Gap in education is making America less competitive, ASU president tells Hispanic leaders' conference
The United States will never reclaim its position as the world’s top economic superpower unless more Hispanic people earn college degrees, according to Michael Crow, president of Arizona State University.
Currently, the higher-education attainment gap between Hispanic people and the total U.S. population is too wide and likely to increase unless radical changes are made, Crow said at a presentation to the annual conference of NALEO on Friday. The National Association of Latino Elected and Appointed Officials is a nonprofit, nonpartisan organization that advocates for Latino participation in the American political process.
About 34 percent of the overall adult population has a bachelor’s degree, compared with about 17 percent of Hispanic adults, Crow said.
There will be 100 million people of Hispanic origin in the U.S. by 2060, he noted. “That’s almost larger than Mexico,” he said.
“This is an unbelievable economic opportunity and mechanism for the building of energy in the United States."
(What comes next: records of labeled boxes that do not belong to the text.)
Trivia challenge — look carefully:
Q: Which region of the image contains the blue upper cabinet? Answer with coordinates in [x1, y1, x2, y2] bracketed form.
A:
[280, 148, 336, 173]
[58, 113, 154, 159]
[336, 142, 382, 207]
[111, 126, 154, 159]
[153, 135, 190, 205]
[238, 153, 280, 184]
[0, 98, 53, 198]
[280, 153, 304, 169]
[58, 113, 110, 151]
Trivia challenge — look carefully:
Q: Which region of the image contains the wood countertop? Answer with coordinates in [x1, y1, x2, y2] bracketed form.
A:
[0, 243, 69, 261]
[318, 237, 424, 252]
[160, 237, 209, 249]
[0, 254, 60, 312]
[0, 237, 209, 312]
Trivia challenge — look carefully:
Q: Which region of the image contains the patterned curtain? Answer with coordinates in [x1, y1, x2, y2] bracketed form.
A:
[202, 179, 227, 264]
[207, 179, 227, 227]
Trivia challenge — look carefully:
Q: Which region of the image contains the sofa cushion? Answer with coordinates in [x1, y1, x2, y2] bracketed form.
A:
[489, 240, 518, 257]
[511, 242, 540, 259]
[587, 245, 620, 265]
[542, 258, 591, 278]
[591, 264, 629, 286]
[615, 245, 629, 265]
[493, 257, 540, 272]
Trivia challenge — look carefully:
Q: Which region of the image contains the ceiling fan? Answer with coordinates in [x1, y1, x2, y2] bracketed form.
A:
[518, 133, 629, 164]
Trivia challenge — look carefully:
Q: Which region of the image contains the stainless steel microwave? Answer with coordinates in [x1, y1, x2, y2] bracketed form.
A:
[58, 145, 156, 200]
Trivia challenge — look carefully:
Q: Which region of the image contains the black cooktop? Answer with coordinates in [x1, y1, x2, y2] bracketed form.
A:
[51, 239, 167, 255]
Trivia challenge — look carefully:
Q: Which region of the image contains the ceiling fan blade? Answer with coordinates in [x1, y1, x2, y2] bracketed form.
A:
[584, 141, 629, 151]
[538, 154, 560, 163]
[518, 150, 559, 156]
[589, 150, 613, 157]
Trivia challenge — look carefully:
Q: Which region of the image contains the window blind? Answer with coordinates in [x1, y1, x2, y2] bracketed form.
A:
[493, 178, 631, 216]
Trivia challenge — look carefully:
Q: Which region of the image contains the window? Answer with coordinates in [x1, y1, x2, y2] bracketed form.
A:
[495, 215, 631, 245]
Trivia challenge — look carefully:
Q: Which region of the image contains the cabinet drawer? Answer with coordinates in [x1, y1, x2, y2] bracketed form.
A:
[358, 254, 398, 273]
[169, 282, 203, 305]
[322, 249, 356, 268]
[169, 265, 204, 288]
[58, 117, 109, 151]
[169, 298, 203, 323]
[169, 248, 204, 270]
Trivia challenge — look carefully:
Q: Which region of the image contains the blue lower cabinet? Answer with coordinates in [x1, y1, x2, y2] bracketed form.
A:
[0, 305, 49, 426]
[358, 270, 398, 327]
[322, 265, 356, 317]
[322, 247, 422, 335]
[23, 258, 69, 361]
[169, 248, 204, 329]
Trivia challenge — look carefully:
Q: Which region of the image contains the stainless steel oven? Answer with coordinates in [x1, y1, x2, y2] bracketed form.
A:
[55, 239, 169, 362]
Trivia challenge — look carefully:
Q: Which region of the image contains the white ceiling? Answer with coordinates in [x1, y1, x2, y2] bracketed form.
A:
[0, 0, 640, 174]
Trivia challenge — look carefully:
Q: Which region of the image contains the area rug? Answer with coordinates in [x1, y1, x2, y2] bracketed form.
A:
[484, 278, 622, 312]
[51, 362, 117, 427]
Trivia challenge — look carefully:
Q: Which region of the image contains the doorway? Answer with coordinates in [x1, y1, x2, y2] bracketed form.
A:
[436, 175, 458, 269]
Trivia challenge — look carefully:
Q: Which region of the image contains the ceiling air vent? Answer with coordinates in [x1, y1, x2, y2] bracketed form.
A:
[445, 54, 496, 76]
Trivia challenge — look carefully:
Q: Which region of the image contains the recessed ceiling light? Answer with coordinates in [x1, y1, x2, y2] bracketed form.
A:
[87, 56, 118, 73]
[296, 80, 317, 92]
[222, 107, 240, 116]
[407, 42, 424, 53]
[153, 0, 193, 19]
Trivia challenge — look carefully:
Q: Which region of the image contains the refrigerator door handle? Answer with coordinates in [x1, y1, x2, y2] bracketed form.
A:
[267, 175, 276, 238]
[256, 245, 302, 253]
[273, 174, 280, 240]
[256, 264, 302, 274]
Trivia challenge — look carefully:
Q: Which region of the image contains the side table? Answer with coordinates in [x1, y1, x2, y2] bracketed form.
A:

Crow said he calculated that if Hispanic people earned bachelor’s degrees at the same rate as the national average, it would add 1.5 percentage points to the rate of national economic growth.
If nothing changes, the attainment gap will widen by 2050, with 52 percent of the overall population having a degree compared with 31 percent of Hispanics.
“The U.S. is under-realizing its full economic competitiveness because it has very uneven outcomes in the educational attainment levels of its children,” he said.
Closing the gap would require an additional 64,000 Hispanic college graduates every year.
“There are no mechanisms in place to achieve that goal right now,” he said. “Just the opposite. Universities are not redesigning themselves.”